Iran pushes financial innovation: Gilan hosts conference on modern funding tools

A conference in Gilan province brought together senior economic managers, representatives from banks, insurers, and the capital market to discuss modern financing instruments and the need to raise financial literacy. The event, organized under the auspices of the Ministry of Economic Affairs and Finance, underscored the government’s ambition to move beyond traditional lending and to embed new mechanisms into the country’s financial architecture.

Majid Karimi-Rizi, head of the National Financing Centre, argued that boosting production depends on investment and that conventional methods of credit provision are no longer sufficient. He pointed to the passage of the Production and Infrastructure Financing Act and the establishment of both a National Financing Council and the National Financing Centre as institutional milestones. These bodies, he said, are tasked with strengthening credit assessment, expanding non-governmental guarantee funds, launching a comprehensive collateral registry and introducing innovative financing models. By broadening the range of acceptable collateral, currently 35 asset types, the authorities hope to ease the burden on firms seeking loans, issuing Islamic bonds or accessing other financial services. A national investment information platform, meanwhile, is expected to showcase Gilan’s investment potential in international languages.

The second half of the conference focused on specific instruments. Fatemeh Labafi Friz, deputy head of the Centre, outlined the mechanics of Islamic bonds, stressing their distinction from bank loans: the principal is repaid at maturity rather than through instalments. She highlighted two products gaining traction among businesses. Short-term murabaha bonds, capped at 20bn tomans with maturities of 18 months, can be privately placed without bank guarantees. Parallel standard salam bonds, essentially forward sales of goods, provide producers with upfront financing.

Labafi also promoted the “project company” model, allowing firms still under construction to enter the capital market as public joint-stock entities.

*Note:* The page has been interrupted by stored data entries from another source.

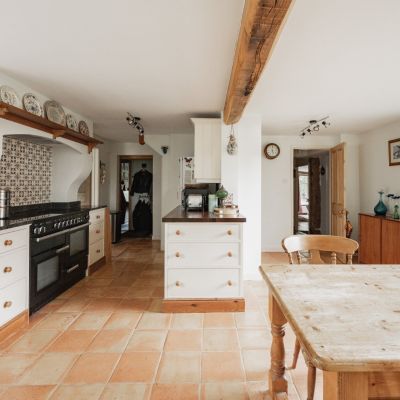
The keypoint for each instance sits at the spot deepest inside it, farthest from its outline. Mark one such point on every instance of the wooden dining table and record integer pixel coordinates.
(347, 319)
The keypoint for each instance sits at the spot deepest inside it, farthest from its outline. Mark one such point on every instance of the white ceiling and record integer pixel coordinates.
(334, 57)
(164, 61)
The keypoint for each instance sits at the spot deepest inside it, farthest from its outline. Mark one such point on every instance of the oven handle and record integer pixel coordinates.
(41, 239)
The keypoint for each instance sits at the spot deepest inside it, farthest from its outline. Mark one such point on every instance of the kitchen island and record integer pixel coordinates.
(203, 262)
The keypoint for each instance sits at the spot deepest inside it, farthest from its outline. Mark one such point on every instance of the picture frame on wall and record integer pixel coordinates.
(394, 152)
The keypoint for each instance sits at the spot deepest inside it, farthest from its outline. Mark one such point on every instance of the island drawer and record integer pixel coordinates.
(203, 283)
(203, 232)
(202, 254)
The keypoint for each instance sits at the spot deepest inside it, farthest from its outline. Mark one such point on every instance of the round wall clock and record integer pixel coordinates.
(271, 151)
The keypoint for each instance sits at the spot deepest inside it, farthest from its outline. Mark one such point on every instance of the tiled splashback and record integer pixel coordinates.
(25, 168)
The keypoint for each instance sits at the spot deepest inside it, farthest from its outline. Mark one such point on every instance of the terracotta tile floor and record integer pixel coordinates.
(106, 339)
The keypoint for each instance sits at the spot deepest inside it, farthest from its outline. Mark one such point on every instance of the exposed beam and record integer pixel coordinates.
(262, 21)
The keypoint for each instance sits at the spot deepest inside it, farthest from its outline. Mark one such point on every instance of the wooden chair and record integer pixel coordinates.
(306, 249)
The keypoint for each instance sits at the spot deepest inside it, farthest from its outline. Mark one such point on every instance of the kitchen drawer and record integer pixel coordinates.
(202, 283)
(96, 215)
(203, 254)
(203, 232)
(96, 251)
(13, 300)
(96, 232)
(13, 239)
(14, 265)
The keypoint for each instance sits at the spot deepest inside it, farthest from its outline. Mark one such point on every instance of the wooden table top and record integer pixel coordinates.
(346, 317)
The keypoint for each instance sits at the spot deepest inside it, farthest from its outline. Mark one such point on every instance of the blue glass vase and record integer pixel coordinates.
(380, 208)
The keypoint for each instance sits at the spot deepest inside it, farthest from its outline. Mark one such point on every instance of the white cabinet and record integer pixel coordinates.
(14, 273)
(207, 150)
(203, 260)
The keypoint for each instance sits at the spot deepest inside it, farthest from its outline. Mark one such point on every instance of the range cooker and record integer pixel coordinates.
(59, 254)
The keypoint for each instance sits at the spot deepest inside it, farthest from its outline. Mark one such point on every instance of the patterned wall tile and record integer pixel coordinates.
(25, 168)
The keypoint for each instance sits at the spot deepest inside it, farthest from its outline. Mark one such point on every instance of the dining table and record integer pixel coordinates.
(347, 320)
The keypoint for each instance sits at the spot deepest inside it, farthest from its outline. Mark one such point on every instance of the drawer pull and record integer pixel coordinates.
(7, 304)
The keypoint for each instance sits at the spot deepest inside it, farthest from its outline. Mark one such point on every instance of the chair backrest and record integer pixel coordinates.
(314, 244)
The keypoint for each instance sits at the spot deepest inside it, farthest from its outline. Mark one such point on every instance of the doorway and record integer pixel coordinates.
(311, 192)
(135, 195)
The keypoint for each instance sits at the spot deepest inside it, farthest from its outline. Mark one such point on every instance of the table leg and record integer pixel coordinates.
(277, 381)
(345, 385)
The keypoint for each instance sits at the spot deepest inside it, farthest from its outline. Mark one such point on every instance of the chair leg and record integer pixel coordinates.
(311, 377)
(295, 354)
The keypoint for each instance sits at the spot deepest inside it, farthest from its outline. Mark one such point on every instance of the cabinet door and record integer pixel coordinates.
(207, 150)
(370, 240)
(390, 242)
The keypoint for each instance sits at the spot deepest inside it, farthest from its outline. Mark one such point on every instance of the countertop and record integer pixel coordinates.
(179, 214)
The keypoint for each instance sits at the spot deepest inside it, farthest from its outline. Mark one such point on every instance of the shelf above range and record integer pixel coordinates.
(23, 117)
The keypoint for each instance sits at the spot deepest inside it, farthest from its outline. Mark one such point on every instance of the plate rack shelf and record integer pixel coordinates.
(23, 117)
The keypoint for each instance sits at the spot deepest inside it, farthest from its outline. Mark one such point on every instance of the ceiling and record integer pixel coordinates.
(164, 61)
(339, 58)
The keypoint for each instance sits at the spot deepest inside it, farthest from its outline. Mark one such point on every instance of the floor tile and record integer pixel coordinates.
(219, 320)
(73, 341)
(78, 392)
(90, 321)
(125, 391)
(48, 369)
(175, 392)
(179, 367)
(146, 341)
(222, 366)
(136, 367)
(220, 340)
(184, 340)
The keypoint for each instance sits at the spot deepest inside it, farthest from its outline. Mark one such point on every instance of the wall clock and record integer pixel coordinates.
(271, 151)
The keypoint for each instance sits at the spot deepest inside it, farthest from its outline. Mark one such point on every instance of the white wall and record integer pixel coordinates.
(241, 175)
(376, 174)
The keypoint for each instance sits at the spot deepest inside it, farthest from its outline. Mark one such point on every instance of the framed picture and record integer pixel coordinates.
(394, 152)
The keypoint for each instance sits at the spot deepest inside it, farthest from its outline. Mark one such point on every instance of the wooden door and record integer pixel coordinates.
(338, 210)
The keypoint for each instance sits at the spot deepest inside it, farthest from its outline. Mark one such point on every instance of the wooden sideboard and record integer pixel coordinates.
(379, 240)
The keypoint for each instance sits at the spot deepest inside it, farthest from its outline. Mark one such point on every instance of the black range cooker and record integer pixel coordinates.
(59, 244)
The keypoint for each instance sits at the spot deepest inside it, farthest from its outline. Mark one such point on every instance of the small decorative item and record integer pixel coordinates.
(394, 152)
(231, 147)
(271, 151)
(9, 96)
(54, 112)
(83, 128)
(380, 208)
(71, 123)
(32, 105)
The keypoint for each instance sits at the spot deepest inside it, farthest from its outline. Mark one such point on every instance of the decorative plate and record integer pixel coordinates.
(83, 128)
(54, 112)
(32, 105)
(9, 95)
(71, 123)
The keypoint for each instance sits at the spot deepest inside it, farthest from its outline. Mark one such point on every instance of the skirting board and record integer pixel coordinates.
(193, 306)
(12, 327)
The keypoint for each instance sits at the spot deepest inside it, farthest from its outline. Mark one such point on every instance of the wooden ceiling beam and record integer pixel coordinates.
(262, 22)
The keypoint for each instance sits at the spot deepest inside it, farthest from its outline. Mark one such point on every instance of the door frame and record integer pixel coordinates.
(326, 148)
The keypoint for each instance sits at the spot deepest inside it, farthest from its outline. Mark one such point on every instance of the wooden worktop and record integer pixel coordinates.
(347, 318)
(179, 214)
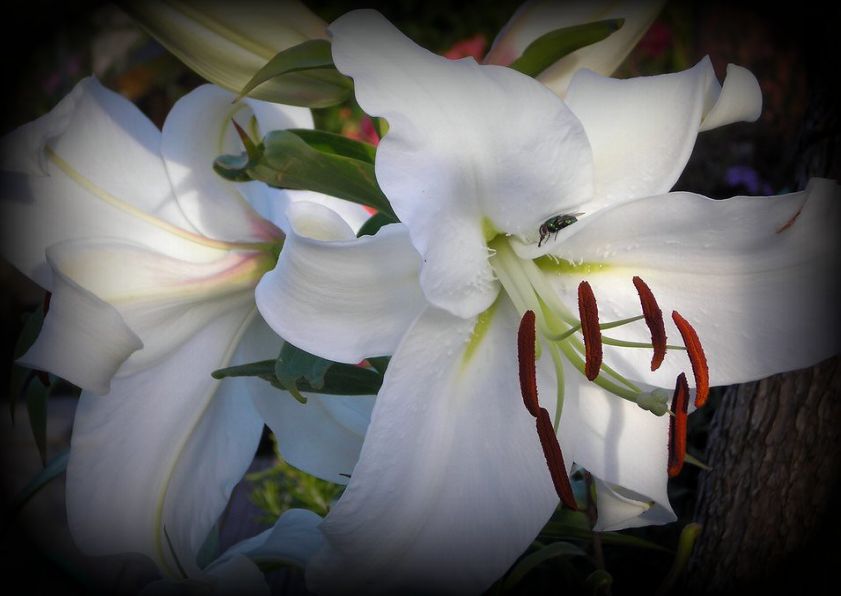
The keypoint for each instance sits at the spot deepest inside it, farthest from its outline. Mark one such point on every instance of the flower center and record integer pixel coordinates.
(579, 340)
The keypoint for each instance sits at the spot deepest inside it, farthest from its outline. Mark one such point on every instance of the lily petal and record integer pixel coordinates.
(642, 130)
(189, 145)
(198, 129)
(536, 18)
(83, 339)
(294, 539)
(619, 508)
(475, 153)
(755, 276)
(322, 437)
(104, 177)
(452, 484)
(228, 45)
(177, 445)
(345, 300)
(624, 445)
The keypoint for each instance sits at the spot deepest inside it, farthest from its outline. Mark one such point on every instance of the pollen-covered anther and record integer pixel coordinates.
(677, 426)
(554, 459)
(588, 312)
(526, 359)
(654, 319)
(697, 358)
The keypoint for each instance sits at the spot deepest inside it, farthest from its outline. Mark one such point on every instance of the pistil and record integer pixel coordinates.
(677, 426)
(589, 314)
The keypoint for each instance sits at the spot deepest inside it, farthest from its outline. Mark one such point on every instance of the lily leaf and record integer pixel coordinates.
(333, 144)
(54, 468)
(529, 562)
(294, 364)
(252, 369)
(560, 531)
(311, 58)
(547, 49)
(290, 162)
(296, 371)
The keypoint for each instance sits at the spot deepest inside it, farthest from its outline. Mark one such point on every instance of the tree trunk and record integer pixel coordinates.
(769, 506)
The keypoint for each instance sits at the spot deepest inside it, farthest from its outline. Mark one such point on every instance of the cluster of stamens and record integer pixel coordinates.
(593, 339)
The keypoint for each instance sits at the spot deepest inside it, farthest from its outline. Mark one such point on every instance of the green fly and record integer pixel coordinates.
(555, 224)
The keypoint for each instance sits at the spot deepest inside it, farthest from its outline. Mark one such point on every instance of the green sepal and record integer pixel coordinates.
(54, 468)
(36, 407)
(529, 562)
(309, 60)
(547, 49)
(32, 323)
(311, 160)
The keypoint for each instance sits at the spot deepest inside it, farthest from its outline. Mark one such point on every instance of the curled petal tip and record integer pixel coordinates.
(526, 357)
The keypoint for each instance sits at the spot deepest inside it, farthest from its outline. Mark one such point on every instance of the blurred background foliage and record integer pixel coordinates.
(48, 48)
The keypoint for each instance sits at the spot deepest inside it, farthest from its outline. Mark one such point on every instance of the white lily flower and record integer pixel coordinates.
(228, 42)
(152, 260)
(452, 483)
(538, 17)
(293, 540)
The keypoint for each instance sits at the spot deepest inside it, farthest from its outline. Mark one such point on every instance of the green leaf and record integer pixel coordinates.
(289, 162)
(331, 143)
(379, 363)
(560, 531)
(551, 47)
(252, 369)
(54, 468)
(373, 224)
(233, 167)
(346, 379)
(36, 406)
(309, 60)
(529, 562)
(685, 546)
(296, 370)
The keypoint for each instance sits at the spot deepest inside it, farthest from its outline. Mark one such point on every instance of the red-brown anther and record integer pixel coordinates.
(554, 459)
(588, 312)
(677, 426)
(654, 319)
(526, 358)
(696, 357)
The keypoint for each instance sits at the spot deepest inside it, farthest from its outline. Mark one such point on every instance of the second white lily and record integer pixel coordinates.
(152, 261)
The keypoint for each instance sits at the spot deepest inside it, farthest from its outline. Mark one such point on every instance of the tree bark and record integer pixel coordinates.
(769, 506)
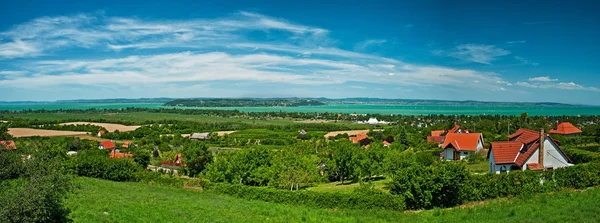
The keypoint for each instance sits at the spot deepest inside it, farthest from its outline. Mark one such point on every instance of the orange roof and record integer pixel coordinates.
(8, 144)
(357, 138)
(108, 145)
(565, 128)
(118, 155)
(524, 136)
(534, 166)
(437, 132)
(506, 152)
(455, 129)
(438, 139)
(463, 142)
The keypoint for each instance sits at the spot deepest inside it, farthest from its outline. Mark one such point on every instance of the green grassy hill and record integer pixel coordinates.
(107, 201)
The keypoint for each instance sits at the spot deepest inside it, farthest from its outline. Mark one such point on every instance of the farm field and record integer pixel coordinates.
(28, 132)
(108, 126)
(107, 201)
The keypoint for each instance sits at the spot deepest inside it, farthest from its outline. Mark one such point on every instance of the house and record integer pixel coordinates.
(8, 145)
(386, 144)
(119, 155)
(176, 163)
(358, 138)
(527, 150)
(200, 136)
(458, 146)
(126, 145)
(436, 139)
(106, 145)
(566, 128)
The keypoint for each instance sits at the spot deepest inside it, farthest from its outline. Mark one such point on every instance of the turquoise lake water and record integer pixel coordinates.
(346, 108)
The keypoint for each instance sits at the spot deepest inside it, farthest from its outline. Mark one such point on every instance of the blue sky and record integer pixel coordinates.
(450, 50)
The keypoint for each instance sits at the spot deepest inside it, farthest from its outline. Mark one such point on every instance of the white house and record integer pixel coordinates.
(524, 151)
(458, 146)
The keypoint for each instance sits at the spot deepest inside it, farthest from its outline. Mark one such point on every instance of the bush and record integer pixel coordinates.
(96, 164)
(360, 199)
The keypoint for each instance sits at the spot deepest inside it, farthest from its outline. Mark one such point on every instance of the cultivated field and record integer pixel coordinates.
(108, 126)
(349, 132)
(27, 132)
(107, 201)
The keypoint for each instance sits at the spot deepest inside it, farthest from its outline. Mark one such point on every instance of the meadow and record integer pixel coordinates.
(106, 201)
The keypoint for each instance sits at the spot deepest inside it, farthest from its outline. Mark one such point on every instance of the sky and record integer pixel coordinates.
(516, 51)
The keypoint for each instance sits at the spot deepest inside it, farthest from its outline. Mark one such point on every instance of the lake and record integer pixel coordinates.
(345, 108)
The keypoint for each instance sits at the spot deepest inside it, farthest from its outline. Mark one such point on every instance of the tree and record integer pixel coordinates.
(343, 156)
(195, 156)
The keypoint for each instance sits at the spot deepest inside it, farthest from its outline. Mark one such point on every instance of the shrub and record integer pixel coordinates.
(96, 164)
(360, 199)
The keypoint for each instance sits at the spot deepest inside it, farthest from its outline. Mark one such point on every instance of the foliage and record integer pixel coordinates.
(360, 199)
(195, 157)
(34, 190)
(95, 163)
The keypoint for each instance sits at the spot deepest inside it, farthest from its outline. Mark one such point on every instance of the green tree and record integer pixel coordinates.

This approach mobilizes household savings to complete unfinished projects. Complementing it is the “project fund”, designed to pool small investors’ contributions and founders’ non-cash assets to finance new ventures.

Farzaneh Abbasi, head of the Centre’s corporate and retail financing division, presented factoring as another tool. Defined simply as converting future receivables into present cash, factoring is slated for rollout in the private sector in autumn 2025. The central bank has authorized banks nationwide to handle contractual receivables worth up to 500 trillion rials, a capacity Abbasi urged Gilan’s lenders to exploit.